We performed an external validation of O-RADS, which was the only system that provided a detailed characteristic explanation and description of a large part of benign and malignant lesions to ensure the highest sensitivity in detecting malignant masses. This point was well validated in the analysis of the 616 masses by senior and junior doctors. O-RADS had higher sensitivity in detecting all kinds of malignant tumors than the junior doctors’ subjective judgment (83.7% vs. 70.1%) and the senior doctors’ diagnosis (91.2% vs. 81.0%). It could identify the actual malignancy of the lesion to the greatest extent possible, reducing the serious consequences associated with missed diagnoses. This indicates the vital capability of a malignant tumor predictive model. Patients with highly suspected malignant lesions should be advised to consult a gynecologic oncologist and treated timely.

There is no doubt that higher sensitivity was achieved at the cost of decreased specificity. Another essential advantage of this system is that it proposes management recommendations for patients with each grade of malignancy risk. Subsequent examinations and clinical measures have been advised for these patients [14]. Patients with suspected malignant lesions should be arranged for a magnetic resonance imaging examination or consultation with an ultrasound expert. Experts may correct some misdiagnoses since senior doctors performed better in detecting all kinds of benign tumors than this system in our study.

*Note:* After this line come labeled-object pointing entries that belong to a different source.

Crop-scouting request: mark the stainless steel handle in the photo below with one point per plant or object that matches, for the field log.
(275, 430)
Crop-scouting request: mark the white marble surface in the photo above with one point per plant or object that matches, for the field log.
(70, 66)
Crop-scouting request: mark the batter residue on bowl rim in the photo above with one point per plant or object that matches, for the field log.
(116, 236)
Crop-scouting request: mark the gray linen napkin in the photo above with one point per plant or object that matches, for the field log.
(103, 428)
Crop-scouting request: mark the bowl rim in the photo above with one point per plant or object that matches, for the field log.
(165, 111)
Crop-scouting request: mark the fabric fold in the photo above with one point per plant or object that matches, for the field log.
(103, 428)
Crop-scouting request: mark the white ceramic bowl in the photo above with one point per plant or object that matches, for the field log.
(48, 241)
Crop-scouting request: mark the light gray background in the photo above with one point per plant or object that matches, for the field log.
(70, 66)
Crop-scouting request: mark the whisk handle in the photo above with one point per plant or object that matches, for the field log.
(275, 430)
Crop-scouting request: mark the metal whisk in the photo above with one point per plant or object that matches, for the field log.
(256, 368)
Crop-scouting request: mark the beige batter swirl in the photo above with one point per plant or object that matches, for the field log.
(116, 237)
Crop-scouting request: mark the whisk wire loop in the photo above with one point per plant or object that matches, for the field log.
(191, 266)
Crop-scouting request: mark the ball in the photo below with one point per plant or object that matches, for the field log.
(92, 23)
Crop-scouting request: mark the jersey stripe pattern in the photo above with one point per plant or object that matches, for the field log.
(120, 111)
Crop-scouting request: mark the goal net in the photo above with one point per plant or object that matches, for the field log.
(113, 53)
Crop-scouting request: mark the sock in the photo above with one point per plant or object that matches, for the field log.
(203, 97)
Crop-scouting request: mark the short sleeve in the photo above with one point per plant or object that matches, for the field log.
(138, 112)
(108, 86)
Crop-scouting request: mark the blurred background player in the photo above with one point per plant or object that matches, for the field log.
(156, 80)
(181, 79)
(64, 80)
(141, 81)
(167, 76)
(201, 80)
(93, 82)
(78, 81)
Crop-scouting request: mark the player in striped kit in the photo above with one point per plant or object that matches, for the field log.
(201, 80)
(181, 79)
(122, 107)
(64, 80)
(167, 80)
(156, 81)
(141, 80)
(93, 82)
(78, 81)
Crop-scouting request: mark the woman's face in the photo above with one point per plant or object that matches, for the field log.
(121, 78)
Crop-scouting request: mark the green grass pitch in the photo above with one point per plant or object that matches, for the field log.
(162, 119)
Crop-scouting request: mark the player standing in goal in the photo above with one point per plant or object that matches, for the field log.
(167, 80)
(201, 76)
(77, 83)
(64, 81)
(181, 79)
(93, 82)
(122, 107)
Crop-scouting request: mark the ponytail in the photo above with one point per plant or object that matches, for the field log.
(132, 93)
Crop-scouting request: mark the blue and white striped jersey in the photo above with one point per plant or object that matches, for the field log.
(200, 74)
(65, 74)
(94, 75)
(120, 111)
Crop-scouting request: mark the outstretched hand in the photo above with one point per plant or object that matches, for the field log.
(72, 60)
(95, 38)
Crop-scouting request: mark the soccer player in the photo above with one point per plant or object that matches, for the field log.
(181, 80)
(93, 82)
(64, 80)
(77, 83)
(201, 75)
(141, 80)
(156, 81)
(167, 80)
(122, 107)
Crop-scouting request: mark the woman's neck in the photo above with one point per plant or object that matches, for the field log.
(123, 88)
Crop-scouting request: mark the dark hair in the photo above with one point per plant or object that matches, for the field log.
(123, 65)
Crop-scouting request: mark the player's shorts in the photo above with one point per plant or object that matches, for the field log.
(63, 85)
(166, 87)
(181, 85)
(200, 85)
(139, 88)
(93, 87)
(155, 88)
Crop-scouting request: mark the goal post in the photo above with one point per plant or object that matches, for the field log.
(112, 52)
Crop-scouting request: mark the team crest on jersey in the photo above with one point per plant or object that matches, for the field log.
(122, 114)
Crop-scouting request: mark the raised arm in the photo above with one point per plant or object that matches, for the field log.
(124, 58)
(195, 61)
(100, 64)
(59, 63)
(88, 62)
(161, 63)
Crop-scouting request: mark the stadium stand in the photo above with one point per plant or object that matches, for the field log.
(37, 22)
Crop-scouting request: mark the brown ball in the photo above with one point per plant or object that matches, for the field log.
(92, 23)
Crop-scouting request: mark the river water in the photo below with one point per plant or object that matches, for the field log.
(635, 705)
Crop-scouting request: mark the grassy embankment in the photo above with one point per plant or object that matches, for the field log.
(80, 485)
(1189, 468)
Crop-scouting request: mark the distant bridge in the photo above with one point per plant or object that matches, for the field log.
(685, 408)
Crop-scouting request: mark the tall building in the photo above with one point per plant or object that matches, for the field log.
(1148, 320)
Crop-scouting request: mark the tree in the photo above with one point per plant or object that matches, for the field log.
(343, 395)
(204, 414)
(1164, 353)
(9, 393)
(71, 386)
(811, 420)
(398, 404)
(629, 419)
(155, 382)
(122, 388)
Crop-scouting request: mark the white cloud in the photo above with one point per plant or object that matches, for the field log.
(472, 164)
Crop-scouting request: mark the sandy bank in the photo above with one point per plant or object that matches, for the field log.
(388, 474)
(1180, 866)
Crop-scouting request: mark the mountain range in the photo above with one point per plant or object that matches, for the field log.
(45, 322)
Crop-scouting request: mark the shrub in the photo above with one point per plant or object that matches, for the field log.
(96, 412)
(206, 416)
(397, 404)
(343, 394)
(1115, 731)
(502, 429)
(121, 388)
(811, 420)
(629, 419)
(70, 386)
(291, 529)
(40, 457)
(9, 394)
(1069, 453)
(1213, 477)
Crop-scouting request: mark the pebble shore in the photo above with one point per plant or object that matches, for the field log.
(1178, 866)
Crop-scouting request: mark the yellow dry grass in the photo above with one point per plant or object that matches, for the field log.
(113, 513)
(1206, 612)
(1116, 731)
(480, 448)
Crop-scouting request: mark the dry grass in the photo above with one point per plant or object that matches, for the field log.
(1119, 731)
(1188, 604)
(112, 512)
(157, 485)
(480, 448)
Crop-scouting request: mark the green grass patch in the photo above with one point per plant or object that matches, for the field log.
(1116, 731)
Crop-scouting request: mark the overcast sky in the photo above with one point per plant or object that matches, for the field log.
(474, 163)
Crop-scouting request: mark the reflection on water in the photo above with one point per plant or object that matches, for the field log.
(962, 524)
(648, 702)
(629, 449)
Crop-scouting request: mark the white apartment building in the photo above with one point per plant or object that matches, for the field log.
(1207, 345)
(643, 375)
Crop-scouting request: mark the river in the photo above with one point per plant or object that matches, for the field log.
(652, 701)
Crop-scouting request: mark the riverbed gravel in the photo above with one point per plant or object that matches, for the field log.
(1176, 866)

The two groups of doctors achieved medium intergroup agreement when applying O-RADS, and the AUCs of O-RADS and subjective judgment had no differences in the two groups. This showed that doctors’ experience had an impact on the diagnostic efficiency of the O-RADS system to a certain extent. Compared with diagnosing other kinds of tumors using O-RADS, junior doctors performed much worse than senior doctors diagnosing classical benign lesions in our study. Similar to other studies, common benign tumors of ovarian endometriosic cysts and inflammatory masses accounted for 19.3% of our study sample. Endometriosis tended to occur in women of childbearing age, accounting for approximately 35% of benign pelvic tumors, severely affecting fertility [35, 36], and relating to malignant degeneration of ovarian lesions [37]. Accurately diagnosing and properly managing them as early as possible may protect their fertility. However, the diagnosis of these classical benign lesions depends largely on doctors’ subjective judgment. Thus, an ovarian tumor diagnostic system should provide more detailed diagnostic characteristics to help junior doctors discriminate lesions from malignant tumors and other classical benign lesions.

There were many limitations that should be acknowledged in this study. First, Dynamic images could not be obtained for evaluation. Second, the low malignancy rate (23.9%) in our study sample may be one of the causes of the lower diagnostic specificity of O-RADS. Third, the performance of the following management recommendations needs to be further evaluated by more prospective studies.

Conclusions

O-RADS had excellent performance in predicting malignant AMs. Doctors’ experience has an impact on the diagnostic efficiency of the system. O-RADS could compensate for the lack of experience of junior doctors to a certain extent for its high sensitivity. Better performance in discriminating various benign lesions should be expected with some complement.